Don't Sweat the Heat?
The Google study examined replacement rates of more than 100,000 serial and parallel ATA drives deployed in Google's own data centers. Similar to the CMU methodology, a drive was considered to have failed if it was replaced as part of a repair procedure (rather than as being upgraded to a larger drive).
Perhaps the most surprising finding was no strong correlation between higher operating temperatures and higher failure rates. "That doesn't mean there isn't one," said Luiz Barroso, an engineer at Google and co-author of the paper, but it does suggest "that temperature is only one of many factors affecting the disk lifetime."
Garrett said that rapid changes in temperature--such as when a malfunctioning air conditioner is fixed after a hot weekend and rapidly cools the data center--can also cause drive failures.
The Google study also found that no single parameter, or combination of parameters, produced by the SMART (Self-Monitoring Analysis and Reporting Technology) built into disk drives is actually a good predictor of drive failure.
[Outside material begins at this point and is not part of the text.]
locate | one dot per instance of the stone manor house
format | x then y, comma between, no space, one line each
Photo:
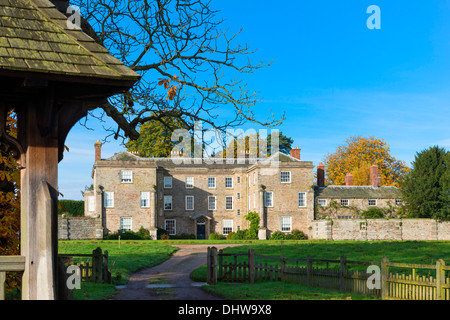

For customers running anything smaller than the massive data centers operated by Google or a university data center, though, the results might make little difference in their day-to-day operations. For many customers, the price of replacement drives is built into their maintenance contracts, so their expected service life only becomes an issue when the equipment goes off warranty and the customer must decide whether to "try to eke out another year or two" before the drive fails, said Garrett.
The studies won't change how Tom Dugan, director of technical services at Recovery Networks, a Philadelphia-based business continuity services provider, protects his data. "If they told me it was 100,000 hours, I'd still protect it the same way. If they told me if was 5 million hours I'd still protect it the same way. I have to assume every drive could fail."